Bella Bionda, Zucchina, Rossa di Firenze, Rossa di Bacchereto, Diacciata, Decio, Duce, Imperatore, Golden, Renette Canada, Renette Walder, di Lucciano, Precocissima Rossa, Ruggine, Rosa, sono alcune delle tante varietà di mele che solo pochi ancora ricordano quale colore, quale profumo e quale sapore abbiano.
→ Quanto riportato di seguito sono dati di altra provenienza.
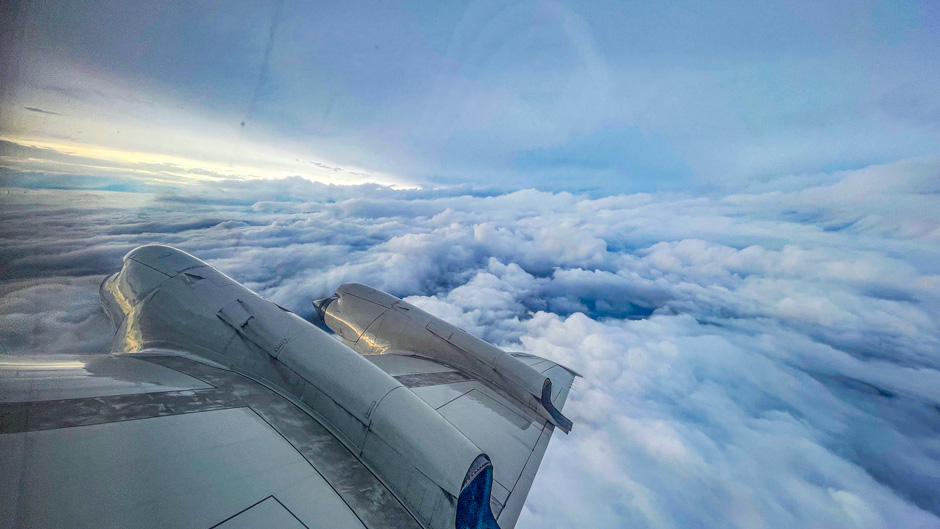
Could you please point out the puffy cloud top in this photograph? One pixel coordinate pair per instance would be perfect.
(764, 359)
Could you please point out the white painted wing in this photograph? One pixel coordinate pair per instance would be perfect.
(514, 437)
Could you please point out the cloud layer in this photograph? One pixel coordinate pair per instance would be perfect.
(765, 359)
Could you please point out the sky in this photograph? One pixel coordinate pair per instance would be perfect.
(725, 216)
(599, 96)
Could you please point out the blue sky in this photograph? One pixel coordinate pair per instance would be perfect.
(609, 96)
(734, 236)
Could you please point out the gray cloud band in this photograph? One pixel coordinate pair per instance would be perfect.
(764, 359)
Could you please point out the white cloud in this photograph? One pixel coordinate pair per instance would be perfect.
(757, 360)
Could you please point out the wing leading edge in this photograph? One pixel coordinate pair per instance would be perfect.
(508, 404)
(218, 408)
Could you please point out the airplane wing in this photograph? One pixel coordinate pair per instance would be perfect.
(508, 404)
(217, 408)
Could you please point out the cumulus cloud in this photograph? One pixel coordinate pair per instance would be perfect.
(764, 359)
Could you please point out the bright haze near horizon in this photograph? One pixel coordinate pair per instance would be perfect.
(726, 216)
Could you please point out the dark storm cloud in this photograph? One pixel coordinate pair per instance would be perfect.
(745, 364)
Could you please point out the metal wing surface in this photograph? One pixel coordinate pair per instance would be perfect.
(217, 408)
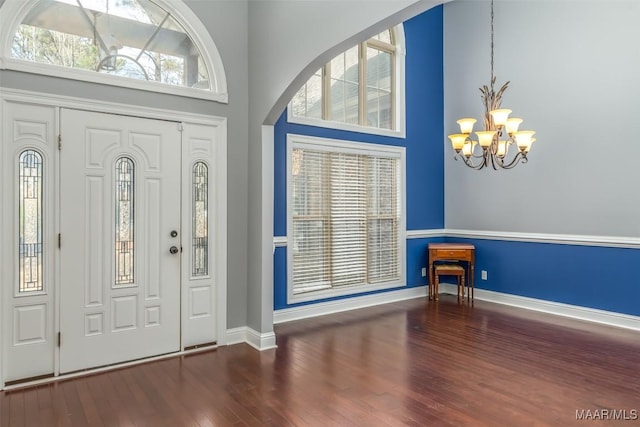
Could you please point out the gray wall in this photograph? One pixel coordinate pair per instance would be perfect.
(573, 67)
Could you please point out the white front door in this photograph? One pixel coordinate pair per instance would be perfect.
(120, 239)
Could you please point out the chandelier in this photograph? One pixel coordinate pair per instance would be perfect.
(500, 134)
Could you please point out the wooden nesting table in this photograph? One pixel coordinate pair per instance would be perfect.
(452, 252)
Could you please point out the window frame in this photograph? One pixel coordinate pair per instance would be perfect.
(13, 12)
(348, 147)
(397, 100)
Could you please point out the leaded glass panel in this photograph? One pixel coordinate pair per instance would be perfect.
(125, 210)
(200, 246)
(30, 246)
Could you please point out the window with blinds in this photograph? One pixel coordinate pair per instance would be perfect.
(346, 220)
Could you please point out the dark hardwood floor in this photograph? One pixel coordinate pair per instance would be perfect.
(407, 363)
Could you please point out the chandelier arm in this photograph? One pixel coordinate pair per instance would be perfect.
(469, 163)
(520, 156)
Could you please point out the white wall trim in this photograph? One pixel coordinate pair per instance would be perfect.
(280, 241)
(250, 336)
(323, 308)
(425, 234)
(559, 309)
(561, 239)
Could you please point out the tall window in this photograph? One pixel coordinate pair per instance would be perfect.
(345, 217)
(125, 210)
(30, 214)
(200, 233)
(358, 87)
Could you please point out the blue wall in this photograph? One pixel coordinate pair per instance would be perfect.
(597, 277)
(424, 149)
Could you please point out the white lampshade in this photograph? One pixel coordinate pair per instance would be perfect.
(485, 137)
(502, 148)
(500, 116)
(457, 141)
(467, 149)
(466, 125)
(524, 139)
(512, 125)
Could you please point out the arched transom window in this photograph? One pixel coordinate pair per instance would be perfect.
(360, 88)
(141, 40)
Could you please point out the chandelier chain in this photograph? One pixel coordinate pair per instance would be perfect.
(491, 80)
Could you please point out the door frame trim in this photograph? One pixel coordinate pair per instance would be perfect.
(220, 178)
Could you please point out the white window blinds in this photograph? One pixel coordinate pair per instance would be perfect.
(345, 217)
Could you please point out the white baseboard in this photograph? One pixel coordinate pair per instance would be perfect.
(573, 311)
(313, 310)
(252, 337)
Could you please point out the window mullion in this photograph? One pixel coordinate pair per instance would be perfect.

Sono accompagnate dalle pere Bella di giugno, S. Giovanni, Gentile Bianca, Cocomera o Briaca dalla polpa rossa, Bugiarda, Gino Gori, Allora, Cestella, (veniva cotta d’inverno, nel paiolo insieme alle castagne), Giovanazza, Volpina, Martin Secco, Conference, Williams, Coscia, Giugnolina di Montorio, Angelica, Spina Carpi, le pesche Sanguigna, Platicarpa Bianca, Duracina Massima, Fior di Maggio,Poppa di Venere, Cotogna di Rosano, Cotogna del Poggio, le susine Claudina, Ubaldo Gavazzi, Grossa di Felisio, Damaschina estiva,Coscia di Monaca, Moscina di Montepulciano, Cascolina, Simiana, dell’Oasi, Black Star, Claudia verde, Mirabolano, Anna Spath, Burbank, Verdacchia,  Prugna del Cuore, Simiana, i fichi S. Piero, Gentile, Pecciolo Bianco, Bianco di Carmignano, Dottato, Filacciano, Paradiso, Pissaluto, Batignanese, Rossellino, Brogiotto Nero, Albo, Cavaliere, Neruccio, Pendolino, Monaco, Verdino, Parrangiano, Buffal, il fico Perticone o dallo spino, perché veniva essiccato intero, appendendolo ad un ramo spinoso, i ciliegi Marchiana di Pistoia, Corniola, Turca, Durona dei Campini, Amarena, Marasca, infine i giuggioli, i sorbi, i nespoli, i cachi, le cotogne, le albicocche.

Una ricchezza di colori e profumi che comincia a maturare a fine primavera e continua in modo scalare fino ad arrivare dentro l’inverno, con frutti che si conservano con pochi accorgimenti e scandiscono con il loro avvicendarsi il trascorrere delle stagioni.

La ricchezza di caratteri biologici riscontrabili in una singola specie, vegetale o animale, é segno di una biodiversità che garantisce il mantenimento dell’equilibrio ecologico e della vita.

I vegetali rappresentano l’indispensabile collegamento fra l’acqua ed i sali minerali che vi sono disciolti, l’aria e la materia biologica.

Le piante, nel 60-70% dei casi, hanno necessità di animali che trasportino il polline da un fiore ad un altro, condizione essenziale per il successo riproduttivo. Gli Apoidei, con la loro dieta costituita esclusivamente da polline e nettare, sono i più vicini ed i più morfologicamente adatti a questo essenziale compito. Il nostro impegno, deve essere quello di favorirne la vita, lo sviluppo e la riproduzione.